Since the cylinder is a three-dimensional shape, therefore it has two major properties, i.e., surface area and volume. The total surface area of the cylinder is equal to the sum of its curved surface area and the area of the two circular bases. The space occupied by a cylinder in three dimensions is called its volume.

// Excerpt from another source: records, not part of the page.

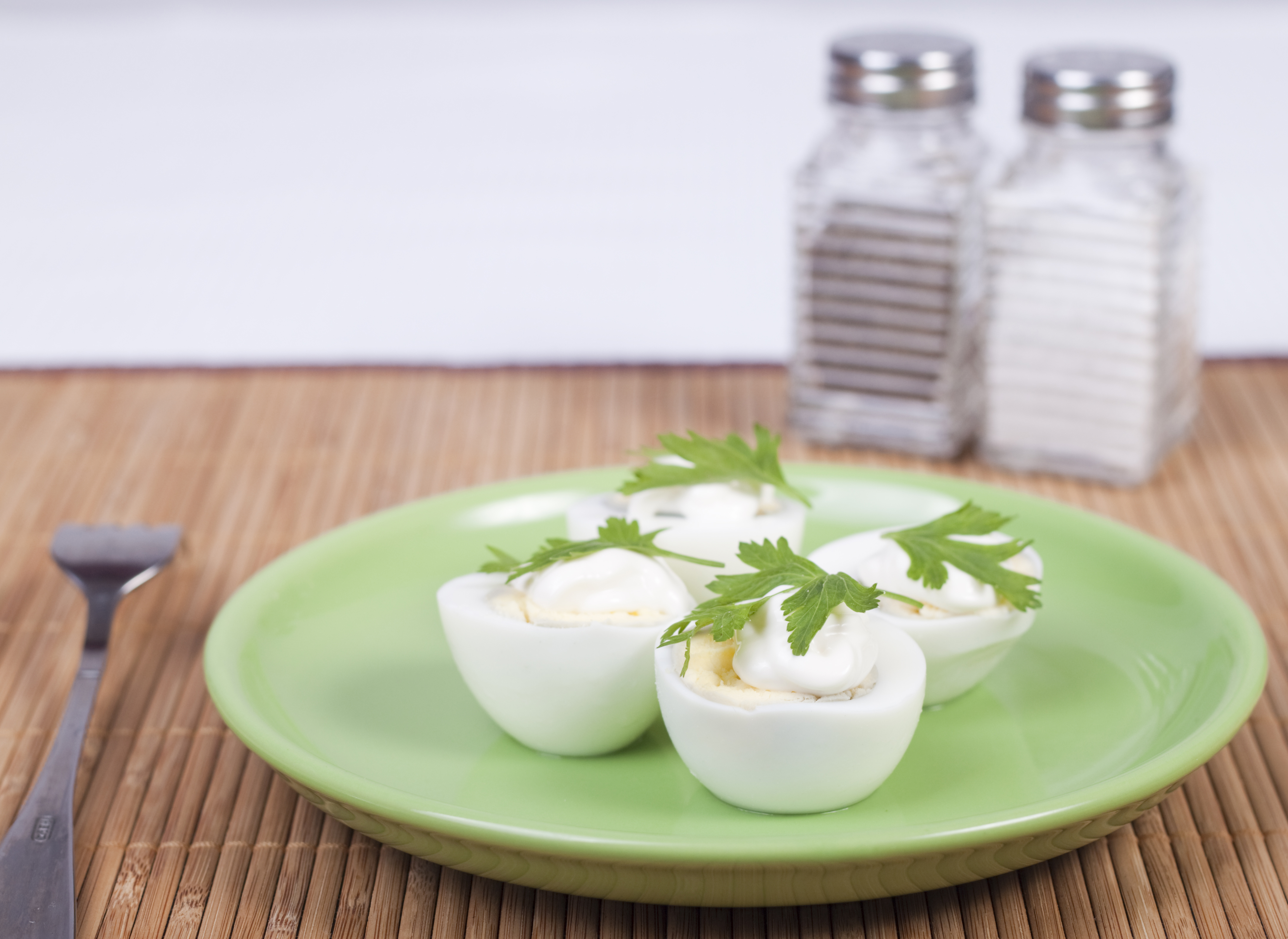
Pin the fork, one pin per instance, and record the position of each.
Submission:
(38, 895)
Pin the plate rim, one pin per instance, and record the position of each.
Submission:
(1058, 812)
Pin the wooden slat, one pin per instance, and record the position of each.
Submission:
(181, 834)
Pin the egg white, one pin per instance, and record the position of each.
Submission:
(797, 758)
(960, 651)
(580, 691)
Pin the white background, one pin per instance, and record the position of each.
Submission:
(487, 182)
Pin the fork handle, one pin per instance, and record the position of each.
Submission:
(38, 891)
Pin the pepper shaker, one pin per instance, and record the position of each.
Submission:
(889, 252)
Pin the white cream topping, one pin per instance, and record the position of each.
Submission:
(712, 674)
(840, 657)
(704, 503)
(961, 593)
(610, 587)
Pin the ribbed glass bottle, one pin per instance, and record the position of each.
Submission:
(1090, 348)
(889, 258)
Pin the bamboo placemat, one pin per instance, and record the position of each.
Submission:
(181, 834)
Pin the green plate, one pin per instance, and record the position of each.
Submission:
(330, 664)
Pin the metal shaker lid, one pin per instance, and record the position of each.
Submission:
(1099, 88)
(902, 70)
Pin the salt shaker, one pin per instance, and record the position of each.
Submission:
(889, 252)
(1092, 366)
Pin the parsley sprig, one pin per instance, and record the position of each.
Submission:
(740, 597)
(932, 545)
(617, 532)
(715, 461)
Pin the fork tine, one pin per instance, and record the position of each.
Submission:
(111, 554)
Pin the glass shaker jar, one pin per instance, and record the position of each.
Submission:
(889, 252)
(1090, 356)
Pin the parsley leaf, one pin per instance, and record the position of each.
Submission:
(715, 461)
(930, 547)
(740, 597)
(617, 532)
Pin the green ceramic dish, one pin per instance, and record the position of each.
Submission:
(330, 664)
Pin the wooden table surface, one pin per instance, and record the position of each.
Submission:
(181, 833)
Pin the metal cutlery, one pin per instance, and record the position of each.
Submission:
(38, 895)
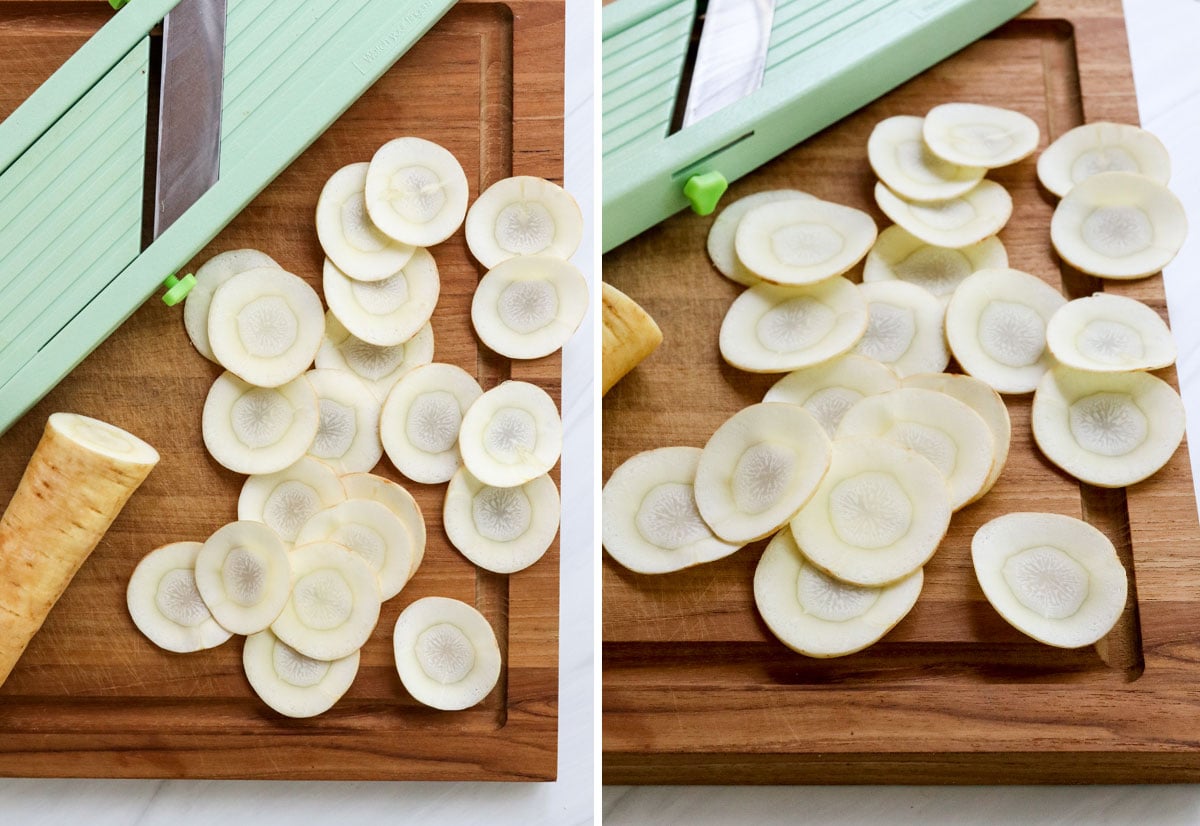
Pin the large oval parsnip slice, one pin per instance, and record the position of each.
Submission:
(649, 515)
(877, 516)
(1053, 578)
(1111, 430)
(759, 468)
(816, 615)
(772, 329)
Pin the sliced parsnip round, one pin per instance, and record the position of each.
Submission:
(953, 222)
(816, 615)
(291, 683)
(502, 530)
(397, 500)
(1107, 334)
(265, 325)
(721, 233)
(165, 604)
(415, 191)
(334, 604)
(286, 500)
(445, 653)
(523, 216)
(385, 312)
(982, 136)
(772, 329)
(1053, 578)
(827, 390)
(1102, 147)
(348, 431)
(420, 420)
(759, 468)
(941, 429)
(983, 400)
(379, 366)
(527, 307)
(996, 325)
(651, 522)
(802, 241)
(877, 516)
(211, 274)
(510, 435)
(905, 328)
(370, 530)
(258, 430)
(1119, 225)
(900, 256)
(899, 156)
(1110, 430)
(347, 234)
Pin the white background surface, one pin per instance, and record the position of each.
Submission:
(274, 803)
(1163, 36)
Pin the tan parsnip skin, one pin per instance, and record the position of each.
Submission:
(64, 504)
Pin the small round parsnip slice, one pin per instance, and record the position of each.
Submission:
(385, 312)
(291, 683)
(348, 431)
(772, 329)
(1110, 430)
(982, 136)
(397, 500)
(370, 530)
(334, 604)
(649, 515)
(523, 216)
(347, 234)
(759, 468)
(445, 653)
(258, 430)
(415, 191)
(503, 530)
(1053, 578)
(827, 390)
(510, 435)
(954, 222)
(815, 615)
(420, 420)
(877, 516)
(1119, 225)
(943, 430)
(996, 325)
(211, 274)
(901, 160)
(165, 604)
(900, 256)
(1107, 334)
(265, 325)
(244, 575)
(1095, 148)
(286, 500)
(527, 307)
(905, 328)
(802, 241)
(379, 366)
(721, 233)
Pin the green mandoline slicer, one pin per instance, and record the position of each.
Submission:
(683, 115)
(228, 96)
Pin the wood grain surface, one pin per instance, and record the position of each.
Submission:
(91, 696)
(695, 687)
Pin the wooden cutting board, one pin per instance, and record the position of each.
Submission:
(91, 696)
(695, 687)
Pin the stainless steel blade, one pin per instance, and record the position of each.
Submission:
(732, 55)
(189, 156)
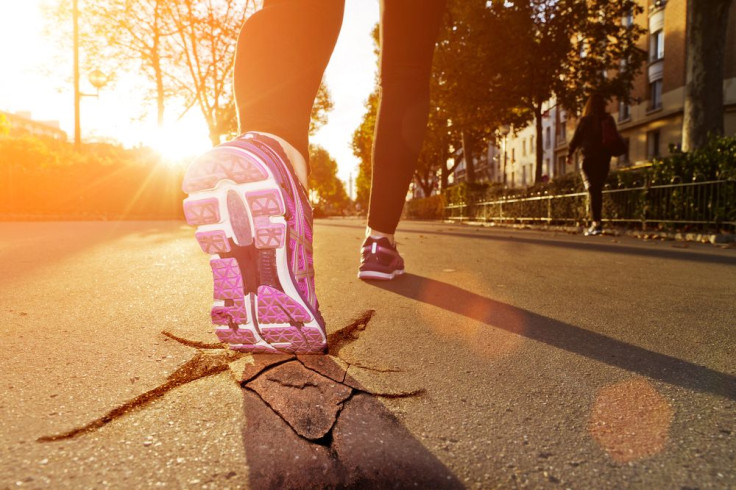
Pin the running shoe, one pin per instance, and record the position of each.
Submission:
(379, 260)
(254, 219)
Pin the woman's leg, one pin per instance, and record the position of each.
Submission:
(594, 178)
(408, 33)
(281, 56)
(252, 215)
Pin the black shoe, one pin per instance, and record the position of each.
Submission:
(379, 260)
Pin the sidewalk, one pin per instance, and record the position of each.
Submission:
(503, 358)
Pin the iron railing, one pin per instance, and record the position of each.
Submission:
(702, 204)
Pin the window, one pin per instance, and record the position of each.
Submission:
(628, 19)
(656, 46)
(560, 129)
(624, 159)
(561, 163)
(652, 144)
(655, 94)
(624, 111)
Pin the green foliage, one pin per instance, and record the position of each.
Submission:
(47, 179)
(646, 203)
(322, 106)
(328, 192)
(432, 207)
(714, 161)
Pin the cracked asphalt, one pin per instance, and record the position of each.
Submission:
(503, 359)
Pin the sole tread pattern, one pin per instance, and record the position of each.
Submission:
(241, 212)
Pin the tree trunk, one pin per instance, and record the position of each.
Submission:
(540, 143)
(707, 24)
(156, 62)
(468, 158)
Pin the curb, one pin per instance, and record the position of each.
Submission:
(711, 238)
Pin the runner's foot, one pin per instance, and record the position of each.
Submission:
(254, 219)
(379, 260)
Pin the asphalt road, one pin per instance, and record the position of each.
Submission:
(535, 359)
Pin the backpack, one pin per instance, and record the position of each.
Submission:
(612, 140)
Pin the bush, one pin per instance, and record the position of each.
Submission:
(432, 207)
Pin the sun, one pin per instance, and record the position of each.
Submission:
(178, 143)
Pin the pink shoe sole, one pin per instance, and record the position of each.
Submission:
(252, 217)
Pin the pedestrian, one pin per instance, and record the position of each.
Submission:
(596, 157)
(248, 197)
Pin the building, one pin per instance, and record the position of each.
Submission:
(21, 123)
(651, 125)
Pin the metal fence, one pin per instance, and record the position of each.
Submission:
(701, 204)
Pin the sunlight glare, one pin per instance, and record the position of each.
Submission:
(178, 143)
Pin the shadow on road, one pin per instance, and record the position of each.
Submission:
(563, 336)
(591, 245)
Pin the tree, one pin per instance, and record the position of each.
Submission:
(707, 26)
(326, 190)
(133, 32)
(322, 106)
(563, 49)
(363, 149)
(205, 39)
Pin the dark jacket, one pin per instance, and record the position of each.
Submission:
(589, 137)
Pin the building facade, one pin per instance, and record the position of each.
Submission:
(651, 124)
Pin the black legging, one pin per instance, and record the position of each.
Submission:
(595, 173)
(282, 54)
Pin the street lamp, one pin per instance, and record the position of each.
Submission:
(96, 78)
(504, 130)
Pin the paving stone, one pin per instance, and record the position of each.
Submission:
(309, 402)
(259, 362)
(389, 383)
(279, 458)
(330, 366)
(377, 451)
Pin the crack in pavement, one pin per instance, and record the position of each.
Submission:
(195, 343)
(309, 422)
(349, 333)
(200, 366)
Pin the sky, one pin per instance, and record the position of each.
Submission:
(26, 85)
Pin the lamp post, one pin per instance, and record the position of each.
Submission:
(96, 78)
(505, 129)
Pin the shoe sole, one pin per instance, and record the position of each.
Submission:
(239, 209)
(378, 276)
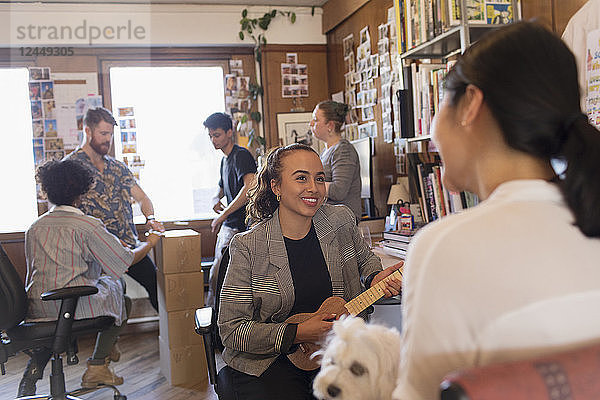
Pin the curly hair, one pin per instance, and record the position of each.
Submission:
(334, 111)
(262, 202)
(64, 181)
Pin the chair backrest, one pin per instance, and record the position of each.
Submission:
(573, 375)
(12, 294)
(220, 278)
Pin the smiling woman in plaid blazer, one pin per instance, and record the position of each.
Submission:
(300, 252)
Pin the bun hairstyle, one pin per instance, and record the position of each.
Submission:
(334, 111)
(528, 77)
(262, 202)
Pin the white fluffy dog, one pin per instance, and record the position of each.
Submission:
(360, 361)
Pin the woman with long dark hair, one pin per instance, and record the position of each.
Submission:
(299, 252)
(518, 275)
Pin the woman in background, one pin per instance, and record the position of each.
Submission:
(518, 275)
(340, 160)
(65, 247)
(299, 253)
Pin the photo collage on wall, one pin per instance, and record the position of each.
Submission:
(294, 77)
(47, 145)
(483, 12)
(128, 132)
(238, 102)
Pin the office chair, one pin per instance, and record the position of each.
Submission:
(59, 336)
(206, 325)
(573, 375)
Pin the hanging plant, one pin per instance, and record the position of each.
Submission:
(249, 27)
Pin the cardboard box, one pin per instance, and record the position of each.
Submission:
(177, 328)
(184, 365)
(179, 251)
(179, 292)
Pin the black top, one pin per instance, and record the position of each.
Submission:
(312, 283)
(233, 168)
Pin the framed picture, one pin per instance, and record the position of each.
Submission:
(295, 128)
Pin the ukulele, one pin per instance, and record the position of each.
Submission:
(303, 356)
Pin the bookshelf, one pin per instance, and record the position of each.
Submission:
(451, 26)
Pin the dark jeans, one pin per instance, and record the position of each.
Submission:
(144, 272)
(282, 380)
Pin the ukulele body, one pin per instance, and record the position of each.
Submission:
(302, 357)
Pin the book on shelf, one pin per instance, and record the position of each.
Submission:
(394, 252)
(399, 236)
(395, 244)
(420, 21)
(427, 189)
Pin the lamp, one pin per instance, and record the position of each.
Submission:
(399, 192)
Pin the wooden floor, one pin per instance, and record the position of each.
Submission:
(139, 366)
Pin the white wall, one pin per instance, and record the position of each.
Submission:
(172, 25)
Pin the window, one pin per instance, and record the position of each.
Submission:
(181, 167)
(17, 203)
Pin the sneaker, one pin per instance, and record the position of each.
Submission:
(99, 374)
(115, 353)
(27, 387)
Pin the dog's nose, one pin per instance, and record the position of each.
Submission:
(333, 390)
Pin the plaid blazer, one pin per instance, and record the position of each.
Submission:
(258, 291)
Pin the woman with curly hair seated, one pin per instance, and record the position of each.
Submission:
(65, 247)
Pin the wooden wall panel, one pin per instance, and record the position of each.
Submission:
(540, 9)
(336, 11)
(373, 14)
(563, 11)
(315, 56)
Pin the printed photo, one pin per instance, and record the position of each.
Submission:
(383, 31)
(34, 90)
(55, 155)
(243, 84)
(383, 46)
(130, 148)
(50, 130)
(47, 90)
(349, 63)
(237, 64)
(364, 35)
(36, 109)
(348, 44)
(38, 128)
(53, 144)
(291, 58)
(230, 83)
(38, 155)
(126, 112)
(49, 107)
(35, 74)
(498, 13)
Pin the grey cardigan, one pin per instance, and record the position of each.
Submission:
(342, 168)
(258, 293)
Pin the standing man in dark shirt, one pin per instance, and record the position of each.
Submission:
(238, 170)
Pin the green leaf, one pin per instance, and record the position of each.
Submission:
(255, 115)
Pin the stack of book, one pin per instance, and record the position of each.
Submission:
(395, 243)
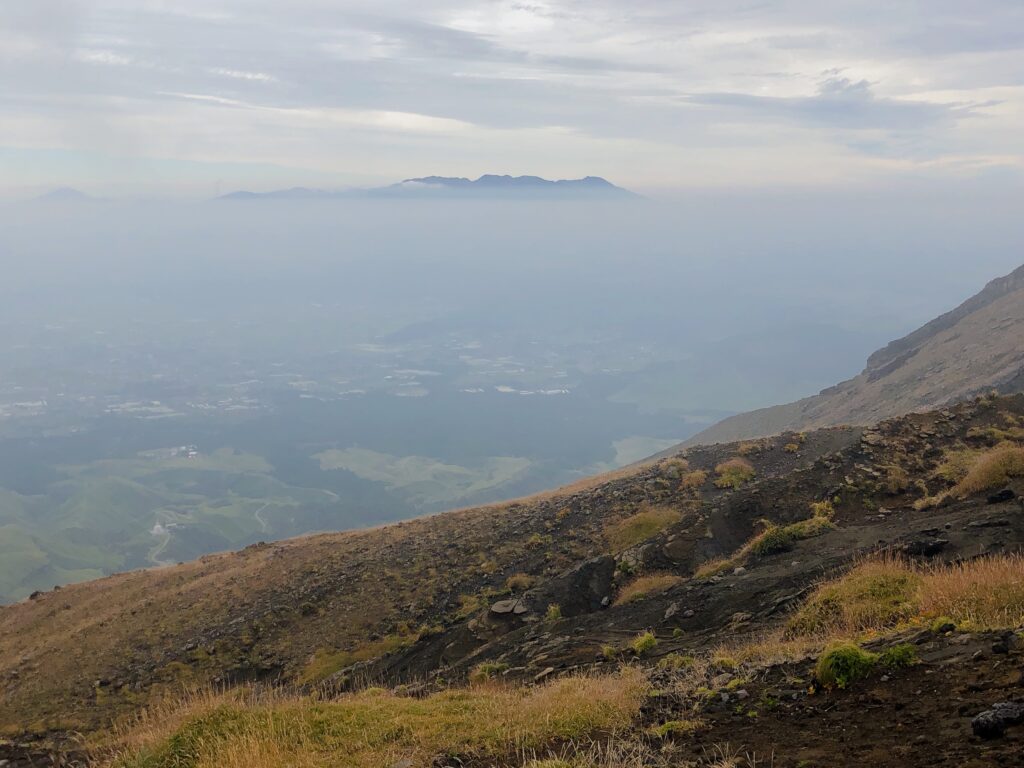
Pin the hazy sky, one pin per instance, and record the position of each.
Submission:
(127, 96)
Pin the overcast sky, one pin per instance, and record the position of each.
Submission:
(188, 96)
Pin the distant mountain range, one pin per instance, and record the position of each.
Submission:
(975, 348)
(486, 186)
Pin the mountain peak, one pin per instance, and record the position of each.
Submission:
(488, 185)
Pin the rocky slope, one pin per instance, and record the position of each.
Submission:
(976, 347)
(537, 589)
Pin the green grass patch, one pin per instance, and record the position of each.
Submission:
(641, 526)
(843, 664)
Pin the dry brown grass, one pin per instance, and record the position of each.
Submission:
(645, 586)
(887, 594)
(641, 526)
(990, 470)
(377, 728)
(694, 479)
(733, 473)
(987, 593)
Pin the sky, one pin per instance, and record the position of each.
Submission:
(195, 97)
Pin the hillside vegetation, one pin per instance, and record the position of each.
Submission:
(973, 348)
(651, 617)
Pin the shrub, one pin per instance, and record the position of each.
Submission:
(519, 582)
(780, 538)
(876, 594)
(641, 588)
(676, 662)
(985, 594)
(377, 728)
(693, 479)
(674, 728)
(897, 480)
(641, 526)
(486, 671)
(897, 656)
(713, 567)
(643, 643)
(991, 469)
(842, 664)
(674, 466)
(823, 509)
(733, 473)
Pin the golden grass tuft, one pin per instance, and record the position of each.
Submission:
(733, 473)
(694, 479)
(645, 586)
(990, 470)
(887, 594)
(987, 593)
(377, 728)
(641, 526)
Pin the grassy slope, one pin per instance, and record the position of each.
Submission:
(265, 611)
(270, 611)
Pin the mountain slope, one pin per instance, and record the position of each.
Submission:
(674, 553)
(976, 347)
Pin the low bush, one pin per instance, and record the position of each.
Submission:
(519, 582)
(990, 470)
(643, 643)
(693, 479)
(643, 587)
(781, 538)
(675, 728)
(897, 656)
(842, 664)
(486, 671)
(733, 473)
(875, 595)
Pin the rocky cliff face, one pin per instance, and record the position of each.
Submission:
(978, 346)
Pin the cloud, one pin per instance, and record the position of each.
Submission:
(738, 84)
(841, 102)
(261, 77)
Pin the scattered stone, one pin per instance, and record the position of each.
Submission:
(996, 523)
(992, 722)
(1001, 496)
(504, 607)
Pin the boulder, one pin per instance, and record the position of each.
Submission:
(993, 721)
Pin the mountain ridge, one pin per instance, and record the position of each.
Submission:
(487, 185)
(975, 347)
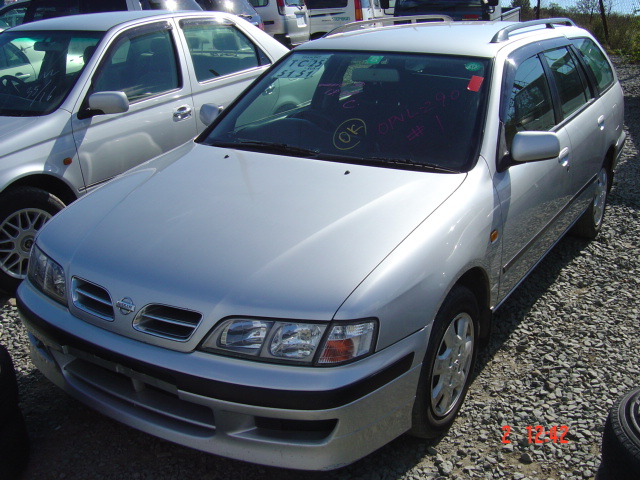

Some of the important properties of the cylinder are as follows:

• The bases of the cylinder are always congruent and parallel to each other.
• If the axis of the cylinder is at a right angle to the base and the bases are exactly over each other, then it is called a “Right Cylinder”.
• If one of the bases of the cylinder is displayed sideways, and the axis does not produce the right angle to the bases, then it is called an “Oblique Cylinder”.
• If the bases are circular, then it is called a right circular cylinder.
• The best alternative to the circular base of a cylinder is an ellipse. If the base of the cylinder is elliptical in shape, then it is called an “Elliptical Cylinder”.
• If the locus of a line moves parallel and fixed distance from the axis, a circular cylinder is produced.
• A cylinder is similar to a prism since it has the same cross-section everywhere.

For ease of understanding, the right cylinder or right circular cylinder is considered for studying the different properties of the cylinder.

Right Circular Cylinder

A cylinder whose bases are circular in shape and parallel to each other is called the right circular cylinder. It is a three-dimensional shape. The axis of the cylinder joins the center of the two bases of the cylinder. This is the most common type of cylinder used in day-to-day life. It is different from the oblique cylinder which does not have parallel bases and resembles a tilted structure.

Parts of Right Circular Cylinder

The three parts of the right circular cylinder are:

• Top Circular Base
• Curved Lateral Face
• Bottom Circular Base

Properties of Right Circular Cylinder

These are the properties of a right circular cylinder.

• The line joining the centers of the circle is called the axis.
• When we revolve a rectangle about one side as the axis of revolution, a right cylinder is formed.
• The section obtained on cutting a right circular cylinder by a plane contains two elements and the parallels to the axis of the cylinder is the rectangle.
• If a plane cuts the right cylinder horizontally parallel to the bases, then it’s a circle.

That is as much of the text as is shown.